Crimen de Tauste: los detenidos callan y el arma no aparece
Pasada la una y cuarto de la madrugada, la cuenta de Javier compartía una publicación sobre el cambio de gobierno en Colombia. Horas más tarde, la Guardia Civil hallaba dos cuerpos sin vida en el interior del domicilio familiar de Tauste (Zaragoza). Ester apareció junto a la entrada de la casa; Javier, en la habitación. Sobre la mesa hay dos detenidos, una hija, un novio llegado de Colombia y un arma que nadie ha encontrado todavía. El doble crimen de Tauste es ya la historia de un expediente judicial y, de paso, el argumentario de moda para todo lo demás.
Quiénes eran las víctimas y quiénes están detenidos
Javier y Ester formaban parte de esa capa de poder local que no sale en los telediarios hasta que sale de golpe: él, histórico dirigente de UAGA, el sindicato agrario con más peso en el valle del Ebro; ella, vinculada a programas públicos de igualdad. Vecinos de Tauste, con casa, con relaciones y con presencia en todos los actos a los que hay que ir.

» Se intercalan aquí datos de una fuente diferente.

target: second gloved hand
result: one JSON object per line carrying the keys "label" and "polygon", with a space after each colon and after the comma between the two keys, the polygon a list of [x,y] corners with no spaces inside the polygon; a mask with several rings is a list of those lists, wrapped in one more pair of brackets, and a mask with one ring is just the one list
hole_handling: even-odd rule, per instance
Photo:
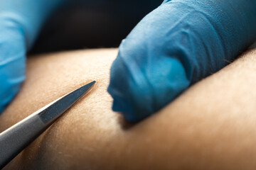
{"label": "second gloved hand", "polygon": [[159,110],[233,60],[256,39],[255,0],[173,0],[124,40],[108,91],[132,122]]}
{"label": "second gloved hand", "polygon": [[0,0],[0,113],[25,79],[25,55],[47,16],[65,0]]}

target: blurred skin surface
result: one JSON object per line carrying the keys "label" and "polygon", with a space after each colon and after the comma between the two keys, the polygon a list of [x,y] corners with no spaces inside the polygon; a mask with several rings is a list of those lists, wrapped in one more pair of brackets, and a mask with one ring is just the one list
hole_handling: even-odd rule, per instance
{"label": "blurred skin surface", "polygon": [[137,123],[111,110],[117,49],[28,57],[0,132],[92,80],[97,84],[4,169],[254,169],[256,49]]}

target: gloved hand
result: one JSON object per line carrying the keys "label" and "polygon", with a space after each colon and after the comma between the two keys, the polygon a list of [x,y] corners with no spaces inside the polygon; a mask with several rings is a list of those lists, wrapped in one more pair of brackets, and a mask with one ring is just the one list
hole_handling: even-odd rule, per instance
{"label": "gloved hand", "polygon": [[0,0],[0,113],[25,78],[25,55],[47,16],[65,0]]}
{"label": "gloved hand", "polygon": [[119,47],[108,87],[112,109],[140,120],[255,40],[255,0],[164,1]]}

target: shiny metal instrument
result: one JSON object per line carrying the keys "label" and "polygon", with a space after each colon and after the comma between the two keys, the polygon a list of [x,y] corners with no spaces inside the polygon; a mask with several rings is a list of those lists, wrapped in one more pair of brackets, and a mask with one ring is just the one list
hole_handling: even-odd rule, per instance
{"label": "shiny metal instrument", "polygon": [[48,128],[95,83],[92,81],[58,98],[0,133],[0,169]]}

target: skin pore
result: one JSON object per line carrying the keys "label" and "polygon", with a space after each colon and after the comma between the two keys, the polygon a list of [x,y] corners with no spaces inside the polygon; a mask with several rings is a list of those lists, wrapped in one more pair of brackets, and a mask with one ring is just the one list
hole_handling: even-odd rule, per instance
{"label": "skin pore", "polygon": [[137,124],[111,110],[117,49],[28,57],[0,132],[92,80],[92,91],[4,169],[254,169],[256,49]]}

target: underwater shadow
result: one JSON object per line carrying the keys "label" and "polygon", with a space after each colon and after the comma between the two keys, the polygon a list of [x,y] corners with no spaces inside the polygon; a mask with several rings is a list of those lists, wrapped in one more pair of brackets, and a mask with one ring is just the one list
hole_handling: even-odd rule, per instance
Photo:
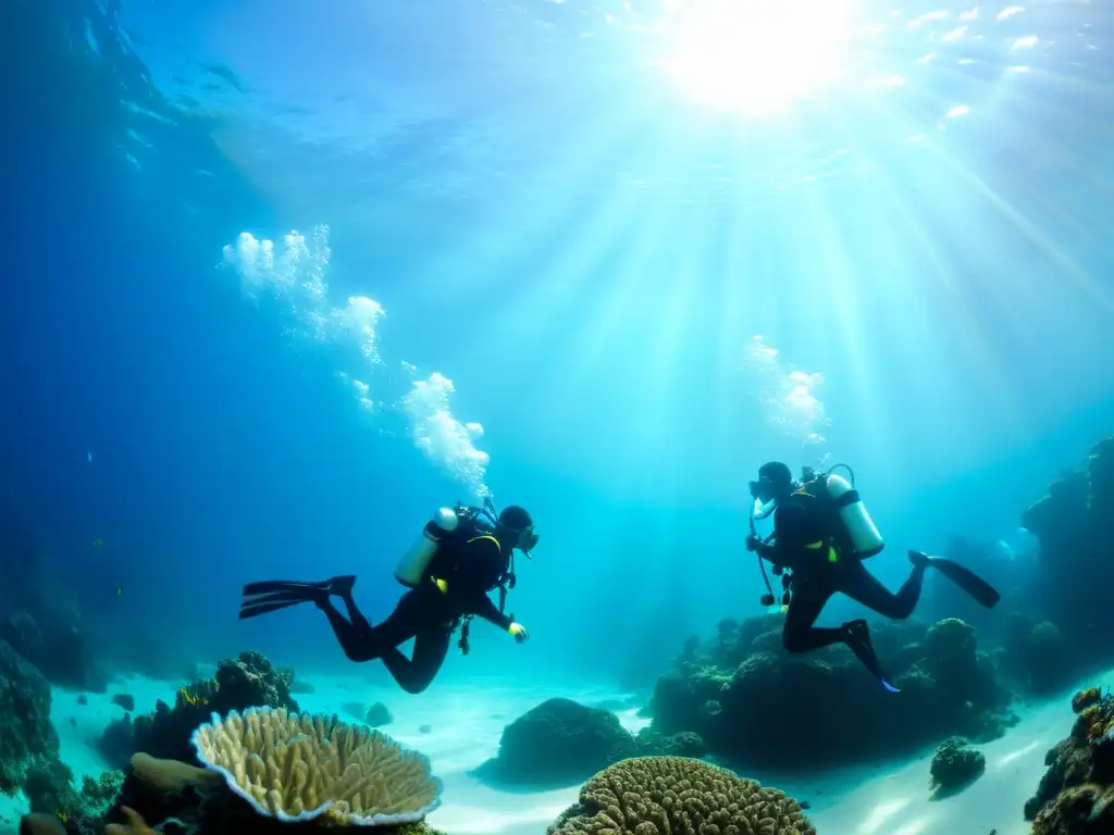
{"label": "underwater shadow", "polygon": [[468,772],[488,788],[506,794],[528,795],[538,792],[555,792],[561,788],[579,788],[596,772],[585,775],[554,775],[548,779],[522,779],[515,774],[508,774],[498,759],[491,758]]}
{"label": "underwater shadow", "polygon": [[968,788],[974,786],[981,776],[983,772],[979,772],[978,774],[968,777],[962,783],[956,783],[950,786],[937,786],[932,789],[931,794],[929,794],[928,799],[932,802],[947,800],[951,797],[956,797],[957,795],[961,795]]}

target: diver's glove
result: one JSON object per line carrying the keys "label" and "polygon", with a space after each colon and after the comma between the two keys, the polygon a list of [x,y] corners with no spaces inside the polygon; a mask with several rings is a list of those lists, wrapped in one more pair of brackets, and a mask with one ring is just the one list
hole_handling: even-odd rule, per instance
{"label": "diver's glove", "polygon": [[526,644],[526,641],[530,639],[530,633],[526,631],[526,627],[517,621],[511,623],[507,631],[510,632],[510,635],[519,644]]}

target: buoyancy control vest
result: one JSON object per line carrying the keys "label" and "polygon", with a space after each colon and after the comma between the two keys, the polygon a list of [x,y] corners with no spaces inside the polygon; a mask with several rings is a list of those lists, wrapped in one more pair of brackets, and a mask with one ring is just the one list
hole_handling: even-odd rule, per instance
{"label": "buoyancy control vest", "polygon": [[[449,550],[456,551],[477,537],[495,539],[496,519],[490,500],[486,500],[482,508],[459,503],[451,509],[440,508],[433,518],[426,523],[421,536],[402,554],[394,567],[394,578],[407,588],[418,588],[430,577],[439,554],[447,553]],[[496,542],[499,544],[498,540]],[[502,548],[501,544],[499,547]],[[508,558],[507,570],[500,576],[497,588],[499,589],[499,611],[501,612],[506,607],[508,589],[515,588],[514,551]]]}

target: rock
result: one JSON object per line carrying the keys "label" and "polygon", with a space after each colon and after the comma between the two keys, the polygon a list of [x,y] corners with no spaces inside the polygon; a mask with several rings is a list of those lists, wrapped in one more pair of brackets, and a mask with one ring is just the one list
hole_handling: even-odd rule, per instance
{"label": "rock", "polygon": [[973,748],[961,737],[952,737],[941,743],[932,755],[932,787],[940,795],[955,794],[978,779],[985,770],[983,752]]}
{"label": "rock", "polygon": [[638,754],[615,714],[549,699],[504,728],[498,756],[477,774],[495,784],[557,788]]}
{"label": "rock", "polygon": [[58,755],[50,724],[50,684],[39,670],[0,641],[0,792],[22,788],[39,757]]}

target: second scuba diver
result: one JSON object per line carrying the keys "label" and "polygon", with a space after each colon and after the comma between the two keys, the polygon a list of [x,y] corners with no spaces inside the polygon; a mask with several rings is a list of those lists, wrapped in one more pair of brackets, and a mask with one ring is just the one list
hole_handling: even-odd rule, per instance
{"label": "second scuba diver", "polygon": [[[985,580],[962,566],[941,557],[909,551],[912,571],[897,593],[889,591],[867,570],[862,561],[879,553],[882,538],[867,513],[854,473],[851,481],[828,472],[805,469],[795,482],[789,468],[771,461],[752,481],[751,495],[763,510],[751,515],[751,536],[746,549],[769,561],[775,574],[782,574],[788,603],[783,641],[790,652],[808,652],[832,644],[846,644],[867,668],[892,692],[898,688],[887,680],[874,655],[866,620],[852,620],[834,628],[814,626],[829,598],[837,592],[873,609],[887,618],[908,618],[920,599],[925,571],[936,569],[987,608],[997,605],[999,595]],[[754,519],[774,514],[772,541],[759,539]],[[789,573],[785,573],[785,572]],[[765,569],[762,569],[765,579]],[[773,591],[766,580],[764,605],[773,605]]]}
{"label": "second scuba diver", "polygon": [[[498,517],[490,499],[483,508],[442,508],[394,569],[395,579],[410,590],[379,626],[368,621],[352,598],[354,576],[324,582],[248,583],[240,617],[313,602],[329,618],[344,655],[353,661],[381,658],[403,690],[418,694],[432,684],[461,625],[458,646],[468,652],[473,616],[495,623],[519,644],[529,638],[514,616],[504,613],[504,607],[507,589],[515,586],[515,549],[529,557],[537,542],[530,514],[517,505],[505,508]],[[498,607],[488,597],[496,589]],[[348,618],[333,606],[333,595],[344,601]],[[407,658],[399,646],[411,638],[413,654]]]}

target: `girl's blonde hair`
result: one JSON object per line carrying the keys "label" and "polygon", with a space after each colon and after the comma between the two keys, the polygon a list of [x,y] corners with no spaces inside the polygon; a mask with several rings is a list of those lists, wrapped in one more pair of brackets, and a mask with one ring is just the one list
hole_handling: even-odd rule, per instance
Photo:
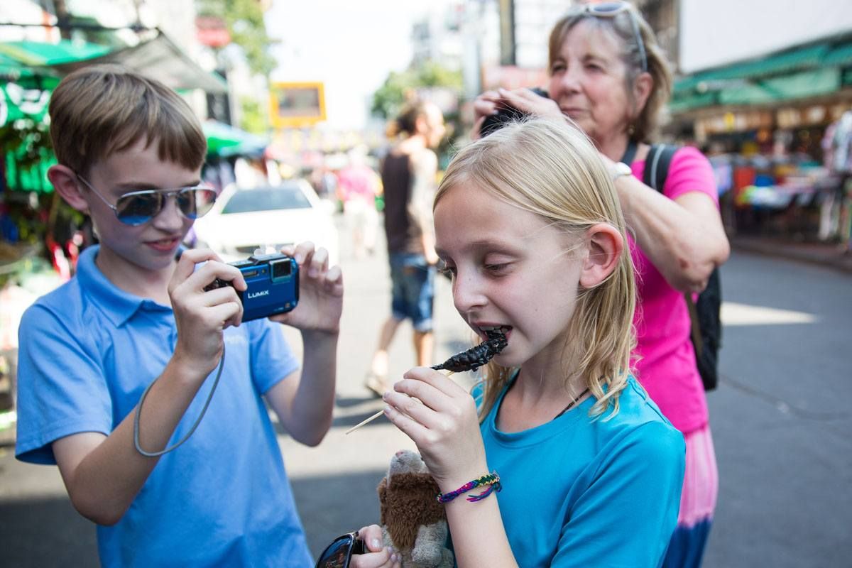
{"label": "girl's blonde hair", "polygon": [[[621,207],[591,141],[562,121],[534,118],[511,123],[456,154],[435,203],[451,189],[463,191],[469,184],[540,215],[573,236],[572,242],[597,223],[608,223],[621,233],[625,247],[616,267],[596,286],[578,291],[573,316],[566,322],[572,352],[579,356],[578,370],[564,377],[566,384],[582,376],[597,399],[592,414],[600,416],[612,403],[614,416],[636,345],[636,285]],[[573,254],[573,250],[566,252]],[[487,416],[515,370],[488,364],[481,419]]]}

Por el crimen están en prisión provisional y sin fianza Carlota, hija de las víctimas, y su pareja, Luis Carlos. Según las informaciones publicadas, llevaban unos meses de relación, él procede de Colombia y había contado con la ayuda de la propia familia de ella. La Guardia Civil les tomó declaración y no obtuvieron respuesta: ambos se acogieron a su derecho a no declarar. Cualquier cosa que se diga sobre su responsabilidad es, a día de hoy, imputación sin sentencia.
Los indicios que sostienen la prisión provisional
El auto de prisión no se apoya en una confesión, sino en una acumulación de rastros. Geolocalización de los teléfonos móviles, grabaciones de cámaras de vía pública, heridas que presentaba la propia hija y contradicciones en conversaciones mantenidas con terceros acerca de por qué no acudieron a la celebración familiar del día siguiente. Ninguno de esos elementos es una prueba plena; juntos, sostienen la medida cautelar. Ambos permanecen en la prisión de Zuera.
El detalle que más ha circulado tiene que ver con la secuencia horaria: la última actividad del padre en redes se registró más allá de la 1:15 de la madrugada, en una cuenta muy activa compartiendo información de la izquierda latinoamericana, desde Lula hasta el Movimiento Sin Tierra. Ese dato, intrascendente en lo penal, ha alimentado el relato de que los asesinados eran «los de siempre».
Dos hipótesis y un cuchillo que no aparece
La primera tesis es la del crimen planificado con la herencia como telón de fondo. La segunda, la del arrebato: una discusión previa en un restaurante de la zona, humillaciones cruzadas al conocerse un embarazo, y una reacción diferida horas después. La escena del crimen, según quienes dicen haber seguido el sumario de cerca, encaja mejor con lo segundo que con un plan madurado. Es análisis de sofá, no conclusión judicial, pero explica por qué la instrucción sigue abierta.
Conviene recordar un detalle jurídico que suele olvidarse en estas quinielas: quien resulta condenado por matar a alguien no puede heredar de esa persona. La indignidad sucesoria está tasada en el Código Civil, y se activa con sentencia, no con sospecha. Si el móvil era el patrimonio, el cálculo salía mal por definición.
El caso convertido en pantalla del debate migratorio
Buena parte del ruido alrededor de Tauste no habla del crimen, sino de regularización, de fronteras y de políticas de integración. Se argumenta que el caso demuestra el fallo de determinadas políticas migratorias; se responde que el origen de un detenido no es una explicación causal de nada y que la estadística delictiva no se ordena por nacionalidad. Ni la investigación ni el auto de prisión construyen el móvil sobre ese eje: hablan de herencia, de una discusión y de un arma blanca.
Lo interesante del fenómeno no es el crimen, sino su uso: un suceso con dos víctimas concretas y un sospechoso concreto se ha transformado en marcador de identidad política. Eso pasa cuando la conversación pública importa más el bando que el sumario.
Las declaraciones de septiembre y lo que aún no está probado
El 10 de septiembre se conoció que Carlota habría declarado al médico forense haber sufrido agresiones sexuales por parte de su padre y también de su abuelo paterno. Su pareja habría corroborado esa versión. Son manifestaciones recogidas en el marco de una instrucción, sin validación judicial, sin resolución y sin prueba independiente conocida. Presentarlas como hechos establecidos sería tan temerario como descartarlas de plano: en fase de instrucción, la defensa busca atenuantes y la acusación busca coartadas, y el juez todavía no ha dicho nada.
El arma sigue sin aparecer. Sin ella, la tesis del impulso y la del plan siguen empatadas, y el caso lleva camino de convertirse en un expediente que casi nadie leerá entero y en un argumento que casi todo el mundo usará por partes.